We are taking this essential action for the interest of our whole community to stabilize liquidity and operations as we conserve and safeguard assets,” Celsius stated on June 12. “We are working hard to fulfill our deadlines.”

Celsius isn’t the only cryptocurrency platform working with Kirkland & Ellis; Voyager Digital, which filed bankruptcy in the Southern District of New York last week, has also hired the firm.

According to court records seen, Voyager’s clients attempted to withdraw funds from the firm after Celsius decided to freeze accounts.

Although Celsius has not declared bankruptcy, the beleaguered lender is facing rising worries about its health. Partnering with Kirkland & Ellis LLP might signal a change in the overall strategy.

The law firm has also been appointed as general insolvency counsel for Voyager Digital in its bankruptcy proceedings, which were filed in the Southern District Court of New York, only days after the company halted trading, withdrawals, and deposits due to liquidity concerns.

Despite continuous fears that the cryptocurrency lender may follow a similar route, Celsius has continued to pay off its loans to decentralized finance (DeFi) lending protocols, recently paying off $20 million in USD Coin (USDC) to Aave.

Peckshield, a blockchain analytics business, picked up the newest loan repayment on Sunday, July 10, publishing an image of the 20 million USDC transfer from a Celsius wallet to Aave Protocol V2.

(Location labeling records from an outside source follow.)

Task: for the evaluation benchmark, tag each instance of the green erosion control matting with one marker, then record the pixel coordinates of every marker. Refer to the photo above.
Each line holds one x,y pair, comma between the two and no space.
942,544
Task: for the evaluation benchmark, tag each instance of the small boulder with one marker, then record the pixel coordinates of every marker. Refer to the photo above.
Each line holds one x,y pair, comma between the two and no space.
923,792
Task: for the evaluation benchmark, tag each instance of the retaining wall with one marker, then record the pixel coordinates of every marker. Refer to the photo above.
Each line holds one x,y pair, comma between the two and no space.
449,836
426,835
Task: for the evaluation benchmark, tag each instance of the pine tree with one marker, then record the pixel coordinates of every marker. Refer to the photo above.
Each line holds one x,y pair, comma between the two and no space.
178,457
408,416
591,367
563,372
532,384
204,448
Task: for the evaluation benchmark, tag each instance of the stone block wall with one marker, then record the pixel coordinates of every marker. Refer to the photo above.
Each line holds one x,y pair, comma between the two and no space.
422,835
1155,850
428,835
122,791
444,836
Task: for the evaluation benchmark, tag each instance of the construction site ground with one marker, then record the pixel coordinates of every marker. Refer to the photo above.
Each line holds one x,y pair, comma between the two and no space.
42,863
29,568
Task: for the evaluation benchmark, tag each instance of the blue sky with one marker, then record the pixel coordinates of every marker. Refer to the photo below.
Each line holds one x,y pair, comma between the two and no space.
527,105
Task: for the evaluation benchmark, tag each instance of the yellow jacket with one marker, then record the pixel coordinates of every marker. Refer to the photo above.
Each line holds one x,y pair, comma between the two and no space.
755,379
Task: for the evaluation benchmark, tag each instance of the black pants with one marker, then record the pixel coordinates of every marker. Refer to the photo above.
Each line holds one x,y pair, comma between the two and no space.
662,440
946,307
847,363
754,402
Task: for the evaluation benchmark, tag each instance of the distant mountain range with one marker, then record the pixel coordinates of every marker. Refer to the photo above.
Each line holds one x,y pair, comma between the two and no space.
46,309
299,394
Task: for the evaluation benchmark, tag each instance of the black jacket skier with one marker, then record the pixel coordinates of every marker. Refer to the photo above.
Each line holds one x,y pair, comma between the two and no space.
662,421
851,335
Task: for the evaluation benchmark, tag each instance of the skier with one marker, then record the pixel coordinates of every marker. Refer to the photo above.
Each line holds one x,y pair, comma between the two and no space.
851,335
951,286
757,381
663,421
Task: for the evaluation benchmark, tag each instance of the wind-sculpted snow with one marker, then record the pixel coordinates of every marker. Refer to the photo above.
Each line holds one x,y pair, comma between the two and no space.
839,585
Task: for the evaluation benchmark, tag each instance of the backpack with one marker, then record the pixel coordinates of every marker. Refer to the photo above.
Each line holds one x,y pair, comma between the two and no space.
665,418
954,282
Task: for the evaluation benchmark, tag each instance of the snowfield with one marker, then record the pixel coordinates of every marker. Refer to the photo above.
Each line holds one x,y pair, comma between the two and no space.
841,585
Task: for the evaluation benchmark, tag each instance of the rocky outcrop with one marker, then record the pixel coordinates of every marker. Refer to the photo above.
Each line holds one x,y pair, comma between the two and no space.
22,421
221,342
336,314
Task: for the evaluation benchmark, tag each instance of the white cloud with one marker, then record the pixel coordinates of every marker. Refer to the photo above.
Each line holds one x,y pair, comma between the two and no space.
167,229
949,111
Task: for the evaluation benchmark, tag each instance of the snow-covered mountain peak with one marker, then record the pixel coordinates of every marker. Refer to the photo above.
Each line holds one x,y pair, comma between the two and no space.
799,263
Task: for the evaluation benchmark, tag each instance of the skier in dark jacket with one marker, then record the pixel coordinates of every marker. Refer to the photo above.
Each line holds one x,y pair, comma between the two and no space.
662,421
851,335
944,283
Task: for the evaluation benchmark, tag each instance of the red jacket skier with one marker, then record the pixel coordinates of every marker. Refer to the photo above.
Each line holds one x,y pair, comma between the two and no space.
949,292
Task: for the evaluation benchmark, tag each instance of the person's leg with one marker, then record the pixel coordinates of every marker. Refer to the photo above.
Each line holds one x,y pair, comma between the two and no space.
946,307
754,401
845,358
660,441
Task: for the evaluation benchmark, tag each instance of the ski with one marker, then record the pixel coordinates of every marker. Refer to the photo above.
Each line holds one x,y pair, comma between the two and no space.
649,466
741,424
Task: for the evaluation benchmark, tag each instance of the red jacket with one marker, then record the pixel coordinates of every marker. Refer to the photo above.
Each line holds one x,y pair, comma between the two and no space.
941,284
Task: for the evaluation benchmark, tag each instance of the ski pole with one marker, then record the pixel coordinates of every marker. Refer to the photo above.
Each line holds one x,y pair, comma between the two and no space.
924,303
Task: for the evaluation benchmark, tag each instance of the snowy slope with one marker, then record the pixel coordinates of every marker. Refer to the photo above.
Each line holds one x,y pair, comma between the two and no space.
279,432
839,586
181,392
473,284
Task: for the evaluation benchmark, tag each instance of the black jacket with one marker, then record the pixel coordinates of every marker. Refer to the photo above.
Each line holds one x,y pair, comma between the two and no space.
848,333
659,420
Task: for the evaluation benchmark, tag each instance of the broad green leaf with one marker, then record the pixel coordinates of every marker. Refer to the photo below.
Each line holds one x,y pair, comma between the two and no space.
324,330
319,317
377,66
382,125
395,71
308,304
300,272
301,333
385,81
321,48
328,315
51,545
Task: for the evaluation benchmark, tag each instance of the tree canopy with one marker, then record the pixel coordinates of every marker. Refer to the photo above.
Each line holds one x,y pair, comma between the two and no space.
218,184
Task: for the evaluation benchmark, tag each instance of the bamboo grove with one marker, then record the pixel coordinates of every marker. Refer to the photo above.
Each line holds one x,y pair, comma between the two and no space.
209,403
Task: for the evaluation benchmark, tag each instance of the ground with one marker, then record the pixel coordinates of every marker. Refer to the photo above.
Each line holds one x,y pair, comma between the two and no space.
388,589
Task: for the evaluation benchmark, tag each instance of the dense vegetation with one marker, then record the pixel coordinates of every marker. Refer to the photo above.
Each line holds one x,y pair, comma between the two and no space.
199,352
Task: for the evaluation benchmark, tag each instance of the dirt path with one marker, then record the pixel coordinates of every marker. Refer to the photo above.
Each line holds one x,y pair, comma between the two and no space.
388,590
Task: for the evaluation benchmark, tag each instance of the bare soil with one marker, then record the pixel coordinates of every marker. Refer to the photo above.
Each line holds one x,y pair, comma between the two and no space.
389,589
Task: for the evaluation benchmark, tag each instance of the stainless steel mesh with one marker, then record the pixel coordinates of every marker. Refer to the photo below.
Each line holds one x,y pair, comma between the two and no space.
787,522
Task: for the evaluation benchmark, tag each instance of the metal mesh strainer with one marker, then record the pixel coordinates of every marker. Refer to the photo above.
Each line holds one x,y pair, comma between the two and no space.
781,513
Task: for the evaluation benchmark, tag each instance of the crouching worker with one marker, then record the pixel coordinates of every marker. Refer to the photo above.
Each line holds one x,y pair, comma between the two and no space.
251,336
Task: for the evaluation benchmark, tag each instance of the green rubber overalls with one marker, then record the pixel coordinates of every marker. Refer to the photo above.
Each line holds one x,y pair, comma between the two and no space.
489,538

According to the DeFi monitoring tool Zapper, Celsius still owes Aave roughly $130 million in USDC and $82,500 in Ren (REN), as well as $85.2 million in Dai (DAI) to the Compound protocol, for a total debt of $215 million.

On July 7, the crypto platform paid off its remaining $41.2 million debt to the Maker protocol, freeing up over $500 million in Wrapped Bitcoin (wBTC) collateral.

Paying down debt has been seen positively by Celsius’ depositors, who have been unable to access their crypto assets since withdrawals were suspended on June 13 and fear losing their cash if the firm goes bankrupt.

Last week, cryptocurrency lawyer Joni Pirovich said that Celsius’ repayment of its loan position would eventually benefit its clients by freeing up funds that might be utilized to satisfy customer withdrawal requests.

Pirovich went on to say that even if Celsius declares bankruptcy, repaying its loan position and removing collateral might help its clients.